Saturday, August 20, 2011

Tweaking the Pizza on the Grill

Okay, I'm getting really good at this, and I have to make some notes on what I've been doing: 425 degrees on the stone for 6.5 minutes. Instant polenta underneath for motion... You need some corn meal to slide the pizza off the peel, and onto the pre-heated stone on the grill. I've used stone-ground coarse corn meal, and it's like eating a pizza that's been dropped onto gravel. The instant polenta still has the ball-bearing effect, doesn't burn (like breadcrumb does), and isn't crunchy.

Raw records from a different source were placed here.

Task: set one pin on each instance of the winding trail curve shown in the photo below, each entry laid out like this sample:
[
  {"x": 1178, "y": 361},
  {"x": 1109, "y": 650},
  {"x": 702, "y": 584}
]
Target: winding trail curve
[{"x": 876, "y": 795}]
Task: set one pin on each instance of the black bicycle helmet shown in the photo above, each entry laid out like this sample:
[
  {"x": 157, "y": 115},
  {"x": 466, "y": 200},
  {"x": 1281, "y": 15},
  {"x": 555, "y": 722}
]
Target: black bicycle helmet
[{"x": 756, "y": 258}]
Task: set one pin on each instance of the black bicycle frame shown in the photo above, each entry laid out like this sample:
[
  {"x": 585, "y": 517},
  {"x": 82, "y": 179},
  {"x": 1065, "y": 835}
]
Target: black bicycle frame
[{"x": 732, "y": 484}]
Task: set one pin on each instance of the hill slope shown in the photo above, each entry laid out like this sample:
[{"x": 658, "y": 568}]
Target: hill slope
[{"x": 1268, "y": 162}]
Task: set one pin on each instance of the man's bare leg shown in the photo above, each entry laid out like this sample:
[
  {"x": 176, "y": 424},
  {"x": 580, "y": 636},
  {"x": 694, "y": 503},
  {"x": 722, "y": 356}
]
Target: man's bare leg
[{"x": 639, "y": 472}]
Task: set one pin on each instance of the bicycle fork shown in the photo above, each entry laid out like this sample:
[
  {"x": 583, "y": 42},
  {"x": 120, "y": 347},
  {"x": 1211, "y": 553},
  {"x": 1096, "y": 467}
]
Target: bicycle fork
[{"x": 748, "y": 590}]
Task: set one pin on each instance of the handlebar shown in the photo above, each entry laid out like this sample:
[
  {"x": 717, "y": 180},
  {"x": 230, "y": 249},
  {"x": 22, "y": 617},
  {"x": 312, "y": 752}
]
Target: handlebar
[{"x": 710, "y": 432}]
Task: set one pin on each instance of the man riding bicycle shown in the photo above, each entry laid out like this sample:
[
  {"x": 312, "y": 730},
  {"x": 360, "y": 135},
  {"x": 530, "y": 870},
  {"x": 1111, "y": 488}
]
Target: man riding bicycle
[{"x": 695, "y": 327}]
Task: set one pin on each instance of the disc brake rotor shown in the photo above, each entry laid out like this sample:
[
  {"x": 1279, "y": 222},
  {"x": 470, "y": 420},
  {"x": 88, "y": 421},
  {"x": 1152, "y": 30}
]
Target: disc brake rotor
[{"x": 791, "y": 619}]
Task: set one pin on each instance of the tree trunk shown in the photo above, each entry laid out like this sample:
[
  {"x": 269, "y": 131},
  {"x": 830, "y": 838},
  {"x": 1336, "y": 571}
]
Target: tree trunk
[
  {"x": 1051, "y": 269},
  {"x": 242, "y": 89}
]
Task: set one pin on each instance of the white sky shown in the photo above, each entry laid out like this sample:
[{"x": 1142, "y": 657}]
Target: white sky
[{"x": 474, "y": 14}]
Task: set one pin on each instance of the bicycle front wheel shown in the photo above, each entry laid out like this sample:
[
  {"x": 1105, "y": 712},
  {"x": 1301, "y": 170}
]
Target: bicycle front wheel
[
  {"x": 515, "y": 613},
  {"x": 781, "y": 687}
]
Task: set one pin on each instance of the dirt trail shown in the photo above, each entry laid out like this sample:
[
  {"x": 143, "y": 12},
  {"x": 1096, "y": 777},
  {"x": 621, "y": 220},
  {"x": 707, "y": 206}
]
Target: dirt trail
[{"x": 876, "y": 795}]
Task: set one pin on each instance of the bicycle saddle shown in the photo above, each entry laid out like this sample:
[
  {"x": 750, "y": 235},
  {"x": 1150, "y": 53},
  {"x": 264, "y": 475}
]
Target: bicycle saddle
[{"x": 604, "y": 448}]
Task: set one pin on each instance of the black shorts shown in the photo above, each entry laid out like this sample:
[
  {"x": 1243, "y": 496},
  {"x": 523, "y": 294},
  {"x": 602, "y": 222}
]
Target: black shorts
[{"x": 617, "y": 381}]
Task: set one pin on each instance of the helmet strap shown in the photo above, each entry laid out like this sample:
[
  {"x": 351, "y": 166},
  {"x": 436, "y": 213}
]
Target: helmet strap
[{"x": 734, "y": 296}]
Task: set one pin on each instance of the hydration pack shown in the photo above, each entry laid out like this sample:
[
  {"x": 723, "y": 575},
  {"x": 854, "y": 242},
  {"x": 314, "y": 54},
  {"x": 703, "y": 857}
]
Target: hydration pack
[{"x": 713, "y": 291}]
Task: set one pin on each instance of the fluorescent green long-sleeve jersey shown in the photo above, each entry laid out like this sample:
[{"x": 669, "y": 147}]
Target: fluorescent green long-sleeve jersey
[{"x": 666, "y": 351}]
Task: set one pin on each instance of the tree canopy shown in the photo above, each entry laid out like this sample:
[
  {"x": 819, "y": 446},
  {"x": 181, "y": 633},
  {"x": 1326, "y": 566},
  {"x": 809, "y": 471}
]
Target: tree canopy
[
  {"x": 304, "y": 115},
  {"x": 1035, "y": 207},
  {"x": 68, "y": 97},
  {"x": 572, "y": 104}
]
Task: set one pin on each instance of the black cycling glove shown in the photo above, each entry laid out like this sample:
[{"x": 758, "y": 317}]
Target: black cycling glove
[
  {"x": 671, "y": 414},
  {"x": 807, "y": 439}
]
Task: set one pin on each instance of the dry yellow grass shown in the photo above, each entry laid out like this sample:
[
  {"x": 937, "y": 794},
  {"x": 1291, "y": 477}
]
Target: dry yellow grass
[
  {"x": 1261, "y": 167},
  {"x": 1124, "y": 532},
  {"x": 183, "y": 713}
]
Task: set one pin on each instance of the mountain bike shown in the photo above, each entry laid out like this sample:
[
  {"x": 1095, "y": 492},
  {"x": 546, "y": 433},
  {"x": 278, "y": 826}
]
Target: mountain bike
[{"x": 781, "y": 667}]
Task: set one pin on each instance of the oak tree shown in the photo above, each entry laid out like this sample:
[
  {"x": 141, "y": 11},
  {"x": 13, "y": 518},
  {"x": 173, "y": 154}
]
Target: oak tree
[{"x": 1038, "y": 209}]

I used Trader Joe's whole-wheat pizza dough. I keep a bunch in the freezer and thaw them on the counter in the bag. The dough ball HAS to be room temperature, and if it is wet and tacky, it has to be well-floured all around before stretching. Then the peel has to be floured, and then a light coating of corn meal spread on. I build the pizza right on the peel. Don't wait too long - it will begin to stick, so get it on the grill.

This temperature is perfect. The dough will cook and rise before the bottom blackens. I check it at about 6 minutes. My grill has a thermometer on the hood. Not as hot: dough doesn't cook. Too hot: blackened crust.

This pizza is topped with mushroom sauce, and leftover sauteed spinach that I had cooked with garlic and onions. The cheese is a shredded mix, with parmesan and Italian herb seasoning added (gives it that pizza flavor). Lastly, I added basil from the garden after cooking.